Avontuur en zekerheid

“Ik denk dat ik gewoon weer in pianobars ga optreden. In mijn eentje drie uur lang eigen nummers en covers zingen. Dat doe ik als Liss Norman. Een naam die ik heb overgehouden aan de tijd dat ik een platencontract versierde in Frankrijk. Ruth Verhelst klonk niet geweldig in het Frans. De familienaam van mijn toenmalige vriend was Norman. Ik was het gewend dat mensen me ‘Miss Norman’ noemden, en ik heb er toen Liss Norman van gemaakt. Daar kan je overal mee aan de slag. Ik heb een paar jaar in de Dominicaanse Republiek gewoond en daar speelde ik drie dagen per week in een hotel. Dat was genoeg om van te leven. Maar na een jaar in die drie zelfde hotels en duizend keer ‘besa me mucho’ te moeten zingen, had ik het toen ook wel gehad.”

“Ik heb een paar jaar in de Dominicaanse Republiek gewoond en daar speelde ik drie dagen per week in een hotel”

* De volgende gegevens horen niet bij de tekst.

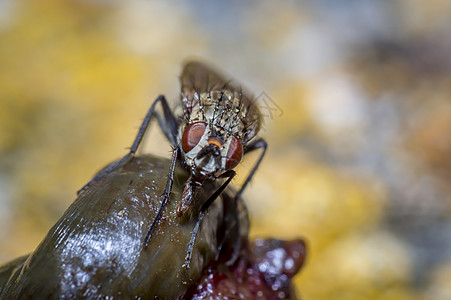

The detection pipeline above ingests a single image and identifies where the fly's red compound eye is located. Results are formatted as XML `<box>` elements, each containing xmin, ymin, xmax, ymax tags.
<box><xmin>182</xmin><ymin>122</ymin><xmax>207</xmax><ymax>153</ymax></box>
<box><xmin>226</xmin><ymin>136</ymin><xmax>243</xmax><ymax>170</ymax></box>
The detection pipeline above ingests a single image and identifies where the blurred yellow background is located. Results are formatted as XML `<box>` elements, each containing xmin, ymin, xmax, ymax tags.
<box><xmin>0</xmin><ymin>0</ymin><xmax>451</xmax><ymax>300</ymax></box>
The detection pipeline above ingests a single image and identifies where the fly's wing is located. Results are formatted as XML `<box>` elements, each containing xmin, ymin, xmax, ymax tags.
<box><xmin>181</xmin><ymin>61</ymin><xmax>262</xmax><ymax>144</ymax></box>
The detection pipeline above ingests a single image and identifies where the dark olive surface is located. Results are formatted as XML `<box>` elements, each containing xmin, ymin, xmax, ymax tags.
<box><xmin>0</xmin><ymin>156</ymin><xmax>248</xmax><ymax>299</ymax></box>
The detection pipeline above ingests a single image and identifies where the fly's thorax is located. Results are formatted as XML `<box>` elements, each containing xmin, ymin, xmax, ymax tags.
<box><xmin>182</xmin><ymin>88</ymin><xmax>261</xmax><ymax>144</ymax></box>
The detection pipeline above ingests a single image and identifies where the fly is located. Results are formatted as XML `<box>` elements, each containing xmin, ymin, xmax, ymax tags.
<box><xmin>79</xmin><ymin>62</ymin><xmax>267</xmax><ymax>268</ymax></box>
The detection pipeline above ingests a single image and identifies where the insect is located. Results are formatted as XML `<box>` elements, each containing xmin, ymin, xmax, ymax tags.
<box><xmin>79</xmin><ymin>61</ymin><xmax>267</xmax><ymax>268</ymax></box>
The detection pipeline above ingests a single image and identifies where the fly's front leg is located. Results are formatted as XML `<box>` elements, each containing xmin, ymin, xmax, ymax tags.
<box><xmin>143</xmin><ymin>147</ymin><xmax>179</xmax><ymax>247</ymax></box>
<box><xmin>182</xmin><ymin>170</ymin><xmax>236</xmax><ymax>269</ymax></box>
<box><xmin>77</xmin><ymin>95</ymin><xmax>177</xmax><ymax>194</ymax></box>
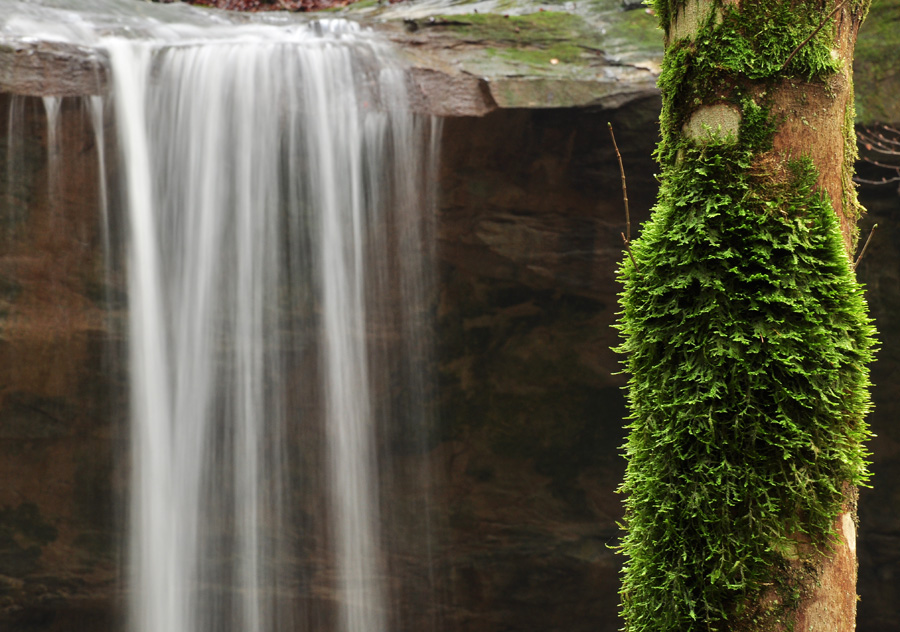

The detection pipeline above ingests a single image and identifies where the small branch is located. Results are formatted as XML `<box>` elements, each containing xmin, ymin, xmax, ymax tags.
<box><xmin>852</xmin><ymin>224</ymin><xmax>878</xmax><ymax>272</ymax></box>
<box><xmin>607</xmin><ymin>122</ymin><xmax>640</xmax><ymax>272</ymax></box>
<box><xmin>853</xmin><ymin>176</ymin><xmax>900</xmax><ymax>185</ymax></box>
<box><xmin>781</xmin><ymin>0</ymin><xmax>849</xmax><ymax>72</ymax></box>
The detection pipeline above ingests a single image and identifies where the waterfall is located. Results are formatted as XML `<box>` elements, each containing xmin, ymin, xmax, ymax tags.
<box><xmin>0</xmin><ymin>0</ymin><xmax>439</xmax><ymax>632</ymax></box>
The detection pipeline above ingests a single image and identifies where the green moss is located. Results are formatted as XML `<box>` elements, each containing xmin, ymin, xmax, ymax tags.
<box><xmin>620</xmin><ymin>124</ymin><xmax>873</xmax><ymax>632</ymax></box>
<box><xmin>620</xmin><ymin>1</ymin><xmax>874</xmax><ymax>632</ymax></box>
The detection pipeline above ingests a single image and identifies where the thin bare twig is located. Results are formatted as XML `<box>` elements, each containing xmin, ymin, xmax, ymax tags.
<box><xmin>607</xmin><ymin>123</ymin><xmax>640</xmax><ymax>272</ymax></box>
<box><xmin>853</xmin><ymin>224</ymin><xmax>878</xmax><ymax>272</ymax></box>
<box><xmin>781</xmin><ymin>0</ymin><xmax>849</xmax><ymax>72</ymax></box>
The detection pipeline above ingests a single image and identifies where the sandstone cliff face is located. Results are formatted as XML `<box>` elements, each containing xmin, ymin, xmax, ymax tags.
<box><xmin>0</xmin><ymin>6</ymin><xmax>900</xmax><ymax>632</ymax></box>
<box><xmin>0</xmin><ymin>95</ymin><xmax>127</xmax><ymax>629</ymax></box>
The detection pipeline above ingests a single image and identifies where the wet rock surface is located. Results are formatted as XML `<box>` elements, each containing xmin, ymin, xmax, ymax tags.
<box><xmin>0</xmin><ymin>2</ymin><xmax>900</xmax><ymax>632</ymax></box>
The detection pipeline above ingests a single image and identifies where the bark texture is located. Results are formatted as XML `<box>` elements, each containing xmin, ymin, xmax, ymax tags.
<box><xmin>620</xmin><ymin>0</ymin><xmax>872</xmax><ymax>632</ymax></box>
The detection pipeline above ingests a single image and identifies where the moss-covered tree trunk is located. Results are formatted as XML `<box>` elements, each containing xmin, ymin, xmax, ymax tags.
<box><xmin>620</xmin><ymin>0</ymin><xmax>873</xmax><ymax>632</ymax></box>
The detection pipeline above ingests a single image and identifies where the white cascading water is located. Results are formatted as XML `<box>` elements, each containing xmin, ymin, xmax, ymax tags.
<box><xmin>0</xmin><ymin>0</ymin><xmax>438</xmax><ymax>632</ymax></box>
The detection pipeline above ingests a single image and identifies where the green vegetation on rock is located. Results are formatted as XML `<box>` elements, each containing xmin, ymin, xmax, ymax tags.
<box><xmin>619</xmin><ymin>0</ymin><xmax>875</xmax><ymax>632</ymax></box>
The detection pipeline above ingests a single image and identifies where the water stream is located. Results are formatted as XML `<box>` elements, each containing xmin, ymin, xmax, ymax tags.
<box><xmin>0</xmin><ymin>0</ymin><xmax>438</xmax><ymax>632</ymax></box>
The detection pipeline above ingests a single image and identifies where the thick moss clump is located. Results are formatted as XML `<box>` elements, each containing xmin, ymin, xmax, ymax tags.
<box><xmin>620</xmin><ymin>116</ymin><xmax>874</xmax><ymax>632</ymax></box>
<box><xmin>619</xmin><ymin>0</ymin><xmax>874</xmax><ymax>632</ymax></box>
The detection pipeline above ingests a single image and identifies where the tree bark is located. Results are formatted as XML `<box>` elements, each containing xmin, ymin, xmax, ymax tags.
<box><xmin>620</xmin><ymin>0</ymin><xmax>873</xmax><ymax>632</ymax></box>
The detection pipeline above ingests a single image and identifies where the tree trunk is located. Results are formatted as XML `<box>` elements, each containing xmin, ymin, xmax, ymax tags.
<box><xmin>620</xmin><ymin>0</ymin><xmax>873</xmax><ymax>632</ymax></box>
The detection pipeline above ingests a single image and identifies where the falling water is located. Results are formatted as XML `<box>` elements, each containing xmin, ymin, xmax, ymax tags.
<box><xmin>0</xmin><ymin>0</ymin><xmax>438</xmax><ymax>632</ymax></box>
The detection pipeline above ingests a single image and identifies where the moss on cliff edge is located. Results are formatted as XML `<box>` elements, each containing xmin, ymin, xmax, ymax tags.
<box><xmin>620</xmin><ymin>0</ymin><xmax>874</xmax><ymax>632</ymax></box>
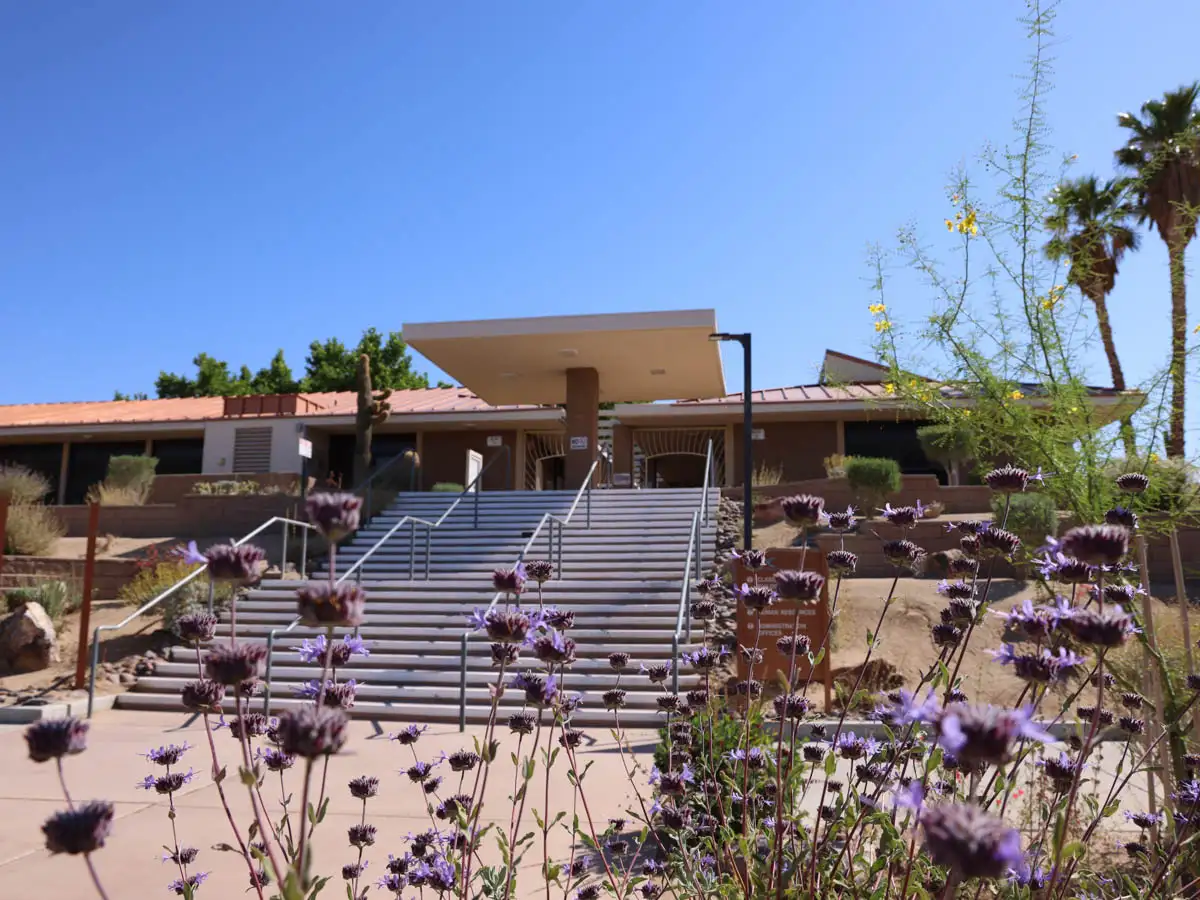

Haar toekomst ziet ze in een warm land. Al weet ze nog niet welke richting het uitgaat en heeft ze nog geen concrete plannen om haar koffers te pakken. “Ik ben alles op een rijtje aan het zetten. Ik moet me heruitvinden. Her-Ruth-vinden”, lacht ze. “Veel heb ik niet nodig. Ik ben een fan van de kringloopwinkel. En van de warmte. Waarom zou je hier voor alles veel te veel betalen terwijl je in een grijs en koud land zit, en veel gezondere klimaten zo op ons liggen te wachten? Eigenlijk weet ik nog niet wat ik ga doen. Ik wil vooral afwisseling in mijn leven, avontuur. En tegelijk zekerheid. Een thuis.”

Tijd voor Tinder

Ze is vrij, niemand houdt haar tegen. Een man en kinderen heeft ze niet. “Ik ben niet van straat geraakt. Ik ben single en je kunt me vinden op Facebook”, giechelt ze. “Ik viel altijd op avonturiers en helaas heb ik nooit een avonturier gevonden die trouw bleek te zijn en altijd de waarheid sprak.” Er mag een man in haar leven komen, maar ook dat is geen vereiste. “Misschien moet ik weer eens een kijkje gaan nemen op Tinder. Zo heb ik Steve, mijn ex, leren kennen. Het was de eerste keer dat ik met iemand afsprak op Tinder. En kijk, ik ben er 3,5 jaar bij geweest. Waar kom je anders nog iemand tegen? Als je jong bent is dat makkelijk. Je gaat veel meer uit en onder de mensen die je tegenkomt, zijn velen nog single. Maar op mijn leeftijd is dat moeilijk. Misschien moet ik eens voluit voor een zakenman gaan”, denkt ze hardop. “Of een boekhouder. Iemand die alles netjes weet te regelen. Zodat ik daar niet moet mee bezig zijn. Ik ben echt een artieste. Té veel artiest voor mijn eigen welzijn. Ik ben slecht met papierwerk. Als ik nog maar de post zie binnenvallen met officiële papieren, word ik al onwel. Dan begin ik echt al te beven. Wat moet ik nu weer gaan invullen? Ik zou willen in een land wonen zonder wetten, zonder regels, zonder papierwerk. Op mijn planeet was dat zo. Maar ik ben hier op deze planeet. Ik moet me aanpassen. En dat is niet altijd makkelijk.”

Schilderende piekeraar

De woorden stromen eruit. En worden steevast onderbroken met lachbuien. Maar je ziet de vertwijfeling bij Ruth. “Ik ben een piekeraar, voortdurend aan het malen. Ik word er gek van. Mijn hoofd staat niet stil. Jawel, nu heb ik het schilderen ontdekt. Uit de losse pols. Je verf nemen, mengen, je borstel op het doek zetten en zien waar het naartoe gaat. En het is verrassend waar je uitkomt. Ik kan geen huizen tekenen of een appel ofzo. Maar ik ga er volledig in op. En het helpt om tot rust te komen.”